かつて、この地では、師匠であるブレード上原がマスクをかぶり“エム・サンド”として王者に輝いたこともある。

そのことを知ってか知らずか、はるみは初めて訪れるメキシコの地でこれからの戦いに期待をふくらませていた。

「あ、向こうに見えるのが有名なアレナ・メヒコね。あそこでメインに出られるようになれば、胸を張って日本に帰れるわ。よし、明日からガンガンやるぞお!」

「ハイ! そこのガール! ちょっと道を尋ねたいんだケド」

2-1

「え? あ、あたし?」

「アレナ・メヒコに行きたいんだけど、どう行けばいいか知らない?」

「あ、向こうに見えるのがそうですよ。私も今から行くところなんです」

「ワアット? 見た所ジャパニーズのようだケド、メキシコまでわざわざルチャを見に来たってわけ?」

「ち、違いますよお、私、あそこで試合をするんですから!」

「へえ? それじゃ、あたしと同じだ」

「ええ? あなたもレスラーなの!?」

「アメリカから来たジャニス・クレアよ。ま、お互いニューフェイス同士、仲良くやりましょ。もしファイトすることがあったら、お手柔らかにね。それじゃ、あたし急ぐから。バアーイ!」

「ば、ばいばーい…はあ、元気なコ。何だか圧倒されちゃったわ」


落ち着く間も無く試合に出ることになったはるみ。
いきなり先ほどのジャニスと試合を組まれたが、実力がちょうど同等ということもあって好勝負を演じ、観客を沸かせることができた。

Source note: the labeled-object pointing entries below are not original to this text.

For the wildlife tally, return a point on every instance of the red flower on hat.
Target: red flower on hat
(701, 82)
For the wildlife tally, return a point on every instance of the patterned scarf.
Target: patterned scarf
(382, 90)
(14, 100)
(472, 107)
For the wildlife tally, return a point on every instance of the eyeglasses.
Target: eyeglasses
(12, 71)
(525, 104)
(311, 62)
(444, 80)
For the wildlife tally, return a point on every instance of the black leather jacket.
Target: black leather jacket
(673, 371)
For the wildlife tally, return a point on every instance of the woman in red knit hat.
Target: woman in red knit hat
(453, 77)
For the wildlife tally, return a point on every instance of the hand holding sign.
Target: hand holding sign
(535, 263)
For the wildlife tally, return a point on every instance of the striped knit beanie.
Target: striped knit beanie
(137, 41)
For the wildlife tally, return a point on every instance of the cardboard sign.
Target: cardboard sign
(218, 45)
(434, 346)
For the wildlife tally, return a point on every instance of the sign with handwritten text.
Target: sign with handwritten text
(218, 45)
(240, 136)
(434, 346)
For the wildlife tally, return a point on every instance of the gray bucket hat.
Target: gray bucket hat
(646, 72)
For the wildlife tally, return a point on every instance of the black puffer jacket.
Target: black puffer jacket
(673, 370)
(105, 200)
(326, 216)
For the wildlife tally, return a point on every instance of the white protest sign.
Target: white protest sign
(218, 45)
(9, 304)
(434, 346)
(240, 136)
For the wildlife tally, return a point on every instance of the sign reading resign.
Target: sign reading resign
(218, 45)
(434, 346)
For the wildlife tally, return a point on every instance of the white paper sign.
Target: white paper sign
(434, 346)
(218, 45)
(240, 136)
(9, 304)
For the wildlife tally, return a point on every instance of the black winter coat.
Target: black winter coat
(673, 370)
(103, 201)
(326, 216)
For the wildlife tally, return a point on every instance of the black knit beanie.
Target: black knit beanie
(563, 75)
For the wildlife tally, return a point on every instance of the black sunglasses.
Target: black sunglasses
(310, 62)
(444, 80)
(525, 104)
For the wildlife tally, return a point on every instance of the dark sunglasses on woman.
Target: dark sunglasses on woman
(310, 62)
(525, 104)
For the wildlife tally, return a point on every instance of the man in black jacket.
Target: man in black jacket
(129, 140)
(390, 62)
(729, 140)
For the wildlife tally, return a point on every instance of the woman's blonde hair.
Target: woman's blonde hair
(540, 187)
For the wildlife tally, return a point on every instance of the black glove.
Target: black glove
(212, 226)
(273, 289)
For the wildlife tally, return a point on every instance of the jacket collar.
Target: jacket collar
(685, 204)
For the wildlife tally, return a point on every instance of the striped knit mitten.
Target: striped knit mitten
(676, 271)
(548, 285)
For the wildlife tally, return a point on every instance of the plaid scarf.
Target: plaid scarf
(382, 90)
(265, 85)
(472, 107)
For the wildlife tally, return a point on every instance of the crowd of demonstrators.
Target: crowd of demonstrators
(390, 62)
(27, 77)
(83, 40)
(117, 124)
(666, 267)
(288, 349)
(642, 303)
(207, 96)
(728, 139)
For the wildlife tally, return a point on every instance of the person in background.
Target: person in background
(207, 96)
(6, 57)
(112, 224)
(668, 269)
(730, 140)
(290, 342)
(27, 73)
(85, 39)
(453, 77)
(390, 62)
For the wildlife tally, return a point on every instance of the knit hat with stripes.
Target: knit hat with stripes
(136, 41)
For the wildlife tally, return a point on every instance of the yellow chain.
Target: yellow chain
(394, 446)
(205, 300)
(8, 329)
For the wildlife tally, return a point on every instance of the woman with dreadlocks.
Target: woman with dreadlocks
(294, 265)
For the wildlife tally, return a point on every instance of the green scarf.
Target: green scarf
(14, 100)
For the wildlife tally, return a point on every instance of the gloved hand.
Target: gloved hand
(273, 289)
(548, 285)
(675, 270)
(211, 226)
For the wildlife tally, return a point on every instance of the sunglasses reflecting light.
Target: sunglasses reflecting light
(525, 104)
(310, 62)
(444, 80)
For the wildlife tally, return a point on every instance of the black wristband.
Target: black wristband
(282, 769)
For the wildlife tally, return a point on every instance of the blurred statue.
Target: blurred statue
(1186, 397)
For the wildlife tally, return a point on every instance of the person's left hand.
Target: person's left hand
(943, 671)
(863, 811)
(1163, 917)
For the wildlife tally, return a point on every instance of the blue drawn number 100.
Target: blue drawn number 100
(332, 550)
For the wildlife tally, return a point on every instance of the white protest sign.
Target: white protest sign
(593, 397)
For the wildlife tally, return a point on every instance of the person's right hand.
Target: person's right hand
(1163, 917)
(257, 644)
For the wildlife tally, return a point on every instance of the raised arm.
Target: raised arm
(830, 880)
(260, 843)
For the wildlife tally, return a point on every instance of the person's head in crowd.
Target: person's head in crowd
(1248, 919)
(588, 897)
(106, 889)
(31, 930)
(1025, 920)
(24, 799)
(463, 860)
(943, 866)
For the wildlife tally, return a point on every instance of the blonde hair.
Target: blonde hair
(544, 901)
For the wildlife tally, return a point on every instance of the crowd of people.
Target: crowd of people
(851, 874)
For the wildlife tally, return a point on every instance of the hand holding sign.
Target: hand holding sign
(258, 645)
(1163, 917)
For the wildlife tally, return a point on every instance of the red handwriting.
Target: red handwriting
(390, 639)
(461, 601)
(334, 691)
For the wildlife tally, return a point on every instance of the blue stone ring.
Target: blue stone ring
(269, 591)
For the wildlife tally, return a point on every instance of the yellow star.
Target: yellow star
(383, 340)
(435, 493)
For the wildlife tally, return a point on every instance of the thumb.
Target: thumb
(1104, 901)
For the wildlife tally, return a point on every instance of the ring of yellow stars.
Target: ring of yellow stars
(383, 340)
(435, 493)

そして、その試合の観客の中には、一人の日本人レスラーも含まれていた。

「あのお、すいませーん…」

「あ、はい? どーぞ」

2-2

「こんにちわーっ。あのお、あたし、キューティ金井っていいますけどお」

「あーっ! あっ、あっ!」

「? あ、ごめんなさい、おジャマでしたあ?」

「い、いえいえ! あの、新日本女子のキューティ金井さんですよね…!?」

「わあ、あたしのコト知ってくれてるんですかあ? えへへ、実は今日、日本からレスラーがやってくるって聞いて、楽しみにしてたの。ここにはあまり日本人がいなくって」

「そ、そうなんですか? あ、私、大高はるみって言います。よろしくお願いします!」

「はるみちゃんね? こっちこそよろしく。それでね、はるみちゃん。いきなりなんだけど、もしよかったら、あたしとタッグを組まない?」

「え…? か、金井さんと?」

アジアタッグを取ったことのある同期の永原や富沢と違ってタッグのベルトを巻いたことのない金井。
メキシコ遠征はあくまでシングルでの参戦だったが、はるみの試合を見てメキシコタッグベルトを狙えると思ったのだという。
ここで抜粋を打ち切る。